Romance stories tend to focus on the beginning. The meet-cute, the misunderstandings, the electricity at the first touch, the longing, the foundation to the happily ever after. Because of that, our stories can be labeled as wish fulfillment, fantasy, the equivalent of literary trash, or even the highly-inaccurate and super ick "mommy porn." Maybe that's true. Maybe, for a lot of women, being pursued, being seen for who you are and still wanted, having your needs put above everyone else's, being given permission to love and experience life and bang without restraint or judgement is a total fantasy. But it shouldn't be. Let me say that again: IT SHOULDN'T BE.

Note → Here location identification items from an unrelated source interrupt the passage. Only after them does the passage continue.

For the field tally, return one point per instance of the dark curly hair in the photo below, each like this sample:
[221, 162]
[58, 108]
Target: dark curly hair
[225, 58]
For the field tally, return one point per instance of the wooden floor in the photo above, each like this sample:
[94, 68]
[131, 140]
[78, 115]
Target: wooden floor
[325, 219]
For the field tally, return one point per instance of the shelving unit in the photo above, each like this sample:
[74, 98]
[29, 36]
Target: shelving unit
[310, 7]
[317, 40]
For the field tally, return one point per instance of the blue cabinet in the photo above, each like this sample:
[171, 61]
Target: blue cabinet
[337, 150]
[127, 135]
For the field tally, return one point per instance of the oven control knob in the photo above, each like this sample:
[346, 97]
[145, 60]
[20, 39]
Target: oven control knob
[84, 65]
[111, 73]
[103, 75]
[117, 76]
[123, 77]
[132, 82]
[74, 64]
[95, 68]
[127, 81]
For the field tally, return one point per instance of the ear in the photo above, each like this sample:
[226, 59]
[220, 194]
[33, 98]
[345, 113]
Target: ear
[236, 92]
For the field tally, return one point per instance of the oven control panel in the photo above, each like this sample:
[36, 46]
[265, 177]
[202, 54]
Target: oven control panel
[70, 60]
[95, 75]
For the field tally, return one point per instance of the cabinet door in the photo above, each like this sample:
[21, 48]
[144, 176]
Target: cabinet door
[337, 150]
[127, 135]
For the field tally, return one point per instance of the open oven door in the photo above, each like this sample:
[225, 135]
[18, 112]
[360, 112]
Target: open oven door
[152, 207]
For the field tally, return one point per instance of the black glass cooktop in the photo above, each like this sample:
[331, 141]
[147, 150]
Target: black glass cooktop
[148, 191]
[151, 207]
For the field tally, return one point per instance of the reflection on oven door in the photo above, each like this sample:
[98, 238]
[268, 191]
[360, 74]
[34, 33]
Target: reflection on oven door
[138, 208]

I recently read a thread from Reddit that talked about this idea so perfectly I shared it in my facebook group and on instagram. In it the author (user/catsandquilts) says "Women who read romance novels just want to read about men loving women the way women are expected to love everyone else -- with a nurturing and protective form of unswerving loyalty." I mean, how true is that?! The true fantasy is being in a relationship where your partner is not only willing but actively doing the emotional heavy lifting. It doesn't even matter when they do it badly! It's the trying, putting in the time and work to show that you're invested, that you value her, that you want more for her than she's allowed herself to believe she deserves. So when it comes to romance, the sex part is AWESOME, but it's not the fantasy. And when it comes to supporting, marketing, and even just talking about this genre, who isn't going to be invested? Men who feel uncomfortable or emasculated by the mere suggestion that they should be doing more. It can feel like anything in a romance novel is as much fantasy as dragons and the fae.
But having a partner who is willing to do the emotional heavy lifting shouldn't be a fantasy. And writing stories about such things isn't trash.